Le stress peut se manifester par des symptômes physiques (tensions musculaires, problèmes digestifs, troubles du sommeil ou de l'appétit, maux de tête, vertiges..), cognitifs (agitation, irritation, indécision, inquiétude, anxiété, tristesse..) et comportementaux (perception négative de la réalité, désorganisation, absentéisme, isolement, consommation excessive de médicaments, tabacs, écrans, drogues, évitement de situations...).
Comment gérer son stress au quotidien et au travail ?
Pour limiter le stress, il sera important de considérer l'intégralité des champs d'impact. Un être humain ne peut se limiter à ses comportements ou ses phénomènes physiologiques, il doit aussi tenir compte de son fonctionnement cognitif et de son environnement.
- le physique
Pour réduire les symptômes physiques (liés à une hyperexcitation du système sympathique), ce n'est pas, contrairement à ce qu'on pense, en restant calme qu'on s'apaisera. L'hyperexcitation est provoquée par une augmentation des hormones de stress, l'adrénaline et le cortisol. Pour se sentir mieux, il faut les évacuer et libérer une hormone de bien-être, l'endorphine, par la pratique de sports cardiaques comme la marche à pied, la course (bonne marche active), la natation, le vélo durant 40 minutes au minimum tous les deux à trois jours. L'endorphine peut également être secrétée par le chant, les activités manuelles. A cela s'ajoute une bonne hygiène de vie (boire un litre d'eau par jour, manger suffisamment à chaque repas , en évitant les produits transformés qui stressent l'organisme) et réaliser des exercices de respiration (inspirer 4 secondes par la bouche - marquer 1 seconde de pause - expirer 4 secondes par la bouche).
- Le cognitif
Les facteurs de stress cognitifs au travail sont aussi source de symptômes physiques. Ils sont divers : les tâches à accomplir ou leurs interruptions répétées, les interactions avec certaines personnalités, la gestion des conflits, l'intensité du travail, l'exigence émotionnelle, le manque d'autonomie, la souffrance éthique... Pour supporter ce stress, 3 grands axes sont à retenir : l'engagement, le sens que l'on donne aux événements et le contrôle posé sur les situations. Il faut pour cela développer ce que Albert Bandura nomme le "sentiment d'auto-efficacité personnelle ", grâce à une maîtrise personnelle des tâches à effectuer, la modélisation des comportements d'autrui et une lucidité face à ses états émotionnels et psychologiques. Il faut mettre des justes limites (vie pro/vie perso, demander de l'aide..) et s'atteler à résoudre les problèmes... Tout ceci devrait conduire à une diminution de la surcharge mentale. Et pour développer davantage son sentiment d'auto-efficacité , le partage d'expérience est fondamental par l'analyse de pratiques, les réunions à thème... et enfin se fixer des objectifs réalisables.
- le comportement
Le comportement est souvent impacté par des fortes zones de stress. Il se traduit par un désinvestissement, de l'absentéisme, un accident du travail, le turn-over des équipes, un écart de qualité de soins...

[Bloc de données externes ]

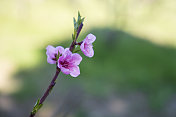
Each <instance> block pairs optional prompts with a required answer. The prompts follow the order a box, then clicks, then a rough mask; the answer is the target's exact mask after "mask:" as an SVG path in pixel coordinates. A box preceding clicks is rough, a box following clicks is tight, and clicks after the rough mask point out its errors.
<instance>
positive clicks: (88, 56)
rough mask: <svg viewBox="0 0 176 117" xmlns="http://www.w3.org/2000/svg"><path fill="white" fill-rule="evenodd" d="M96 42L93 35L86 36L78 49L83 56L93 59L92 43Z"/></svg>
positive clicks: (88, 34)
mask: <svg viewBox="0 0 176 117" xmlns="http://www.w3.org/2000/svg"><path fill="white" fill-rule="evenodd" d="M95 40H96V37H95V36H94V35H93V34H88V35H87V37H86V38H85V39H84V40H83V42H82V44H81V46H80V48H81V51H82V52H83V53H84V55H86V56H88V57H93V55H94V50H93V45H92V43H93V42H94V41H95Z"/></svg>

Il est difficile d'évoquer le stress sans aborder les risques psychosociaux de manière générale, comme le risque d'épuisement professionnel, car ils exposent l'individu à des situations environnementales de stress et nécessitent des prises en charges plus complètes. L'organisation doit elle-même s'interroger sur la place qu'elle occupe dans le stress des équipes. Les protocoles mis en place sont-ils cohérents ? Le travail prescrit (fiche de poste) est-il en adéquation avec le travail réel fourni par les équipes ? Le management exercé, libère-t-il la parole et se base-t-il sur l'empathie ? Y a-t-il équité de traitement ? soutien social ? Beaucoup de facteurs sont ainsi à interroger pour vérifier que l'espace de travail est suffisamment épanouissant.